A binding deadline of May 31, 2026, is recommended for presenting threat assessments to corporate boards and audit committees, along with reassessing each organization’s risk appetite.

An international emergency coalition under the Glasswing project has formed, with Anthropic partnering with 12 major tech companies—including Apple, Microsoft, and Google—and over 40 cybersecurity groups to fix vulnerabilities, with outputs to be published within 90 days of discovery and faster security updates required.

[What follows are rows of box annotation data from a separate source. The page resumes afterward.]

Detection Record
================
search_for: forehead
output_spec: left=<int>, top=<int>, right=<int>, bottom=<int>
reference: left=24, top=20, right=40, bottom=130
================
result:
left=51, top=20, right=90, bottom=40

The INCD urges a strategic shift from merely closing vulnerabilities to containment and operational resilience, advocating a “Breach Ready” posture where networks are assumed compromised and focus is on rapid recovery and continuity.

Tests and incidents show the models identified thousands of zero-day vulnerabilities across popular operating systems and browsers within weeks, with earlier data leaks revealing thousands of internal files and a large code repository exposed.

The report concludes that protecting organizations against AI-driven threats will require integrating AI tools and intelligent agents into defensive cybersecurity systems, signaling a move toward AI-augmented defense rather than traditional perimeter-based approaches.

Yossi Karadi, head of INCD, states that entry costs for high-quality attacks have dropped, making any organization a potential target and enabling automated attackers to exploit basic security gaps like misconfigurations and lack of multi-factor authentication.